The fighting between whites and the Arapaho continued. The Treaty of Medicine Lodge, signed in 1867, put the Southern Arapaho on The Cheyenne and Arapaho Indian Reservation in Oklahoma, but resistance continued until 1869, when General Eugene Carr, assisted by William "Buffalo Bill" Cody, finally defeated the Cheyenne and Arapaho at the Battle of Summit Springs, ending their presence in Colorado. The Northern Arapaho continued to resist white settlement seven more years until 1876, fighting General George Armstrong Custer at the Little Bighorn before finally being driven into the Wind River Reservation in Wyoming.
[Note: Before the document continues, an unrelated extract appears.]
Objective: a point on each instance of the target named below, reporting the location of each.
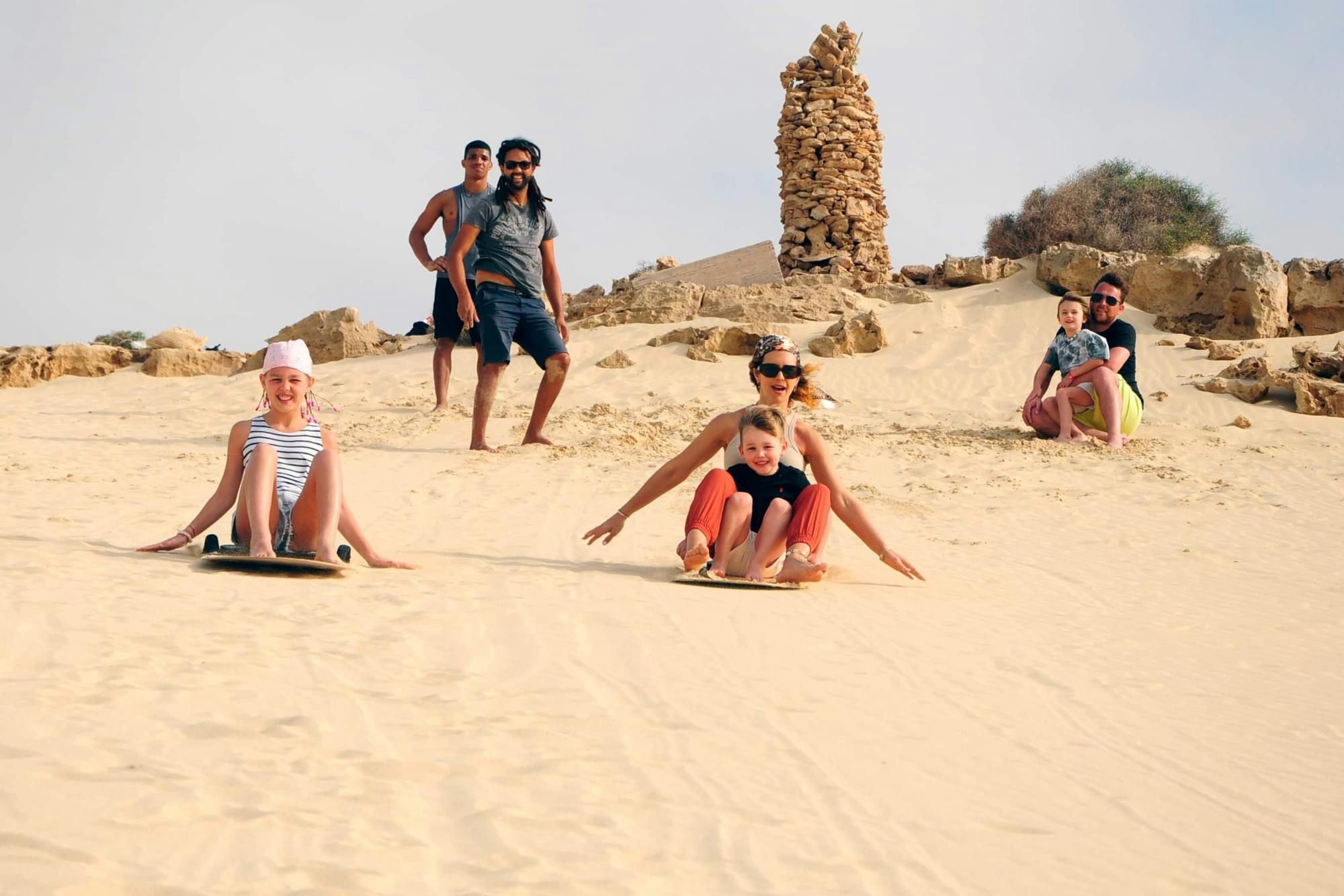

== Uncertainty surrounding death ==
Over the years, reports filtered out of Oklahoma that Chief Niwot did not die at Sand Creek, but rather was alive on the reservation. Since he made it off the battlefield alive after the Sand Creek Massacre, official accounts never confirmed his death. Photos of an Arapaho named Niwot appeared in the late 19th century, which only fueled the rumors of Chief Niwot's survival. A 1907 Baptist Home Monthly (Vol. 29, p. 113) reports that "old Chief Left Hand" and 100 of his Arapahoes had converted that January to the Baptist faith, quoting him as reminiscing about his more warlike days.

Historians agree Niwot did not go with his people to Oklahoma. A younger warrior named Niwot did emerge as a leader of the Arapahos in Oklahoma, but it is now believed he was not related to the former Arapaho chief. There are no known photographs of Chief Niwot, although there is a bronze sculpture interpreting his likeness in front of the Boulder County Courthouse in downtown Boulder, Colorado.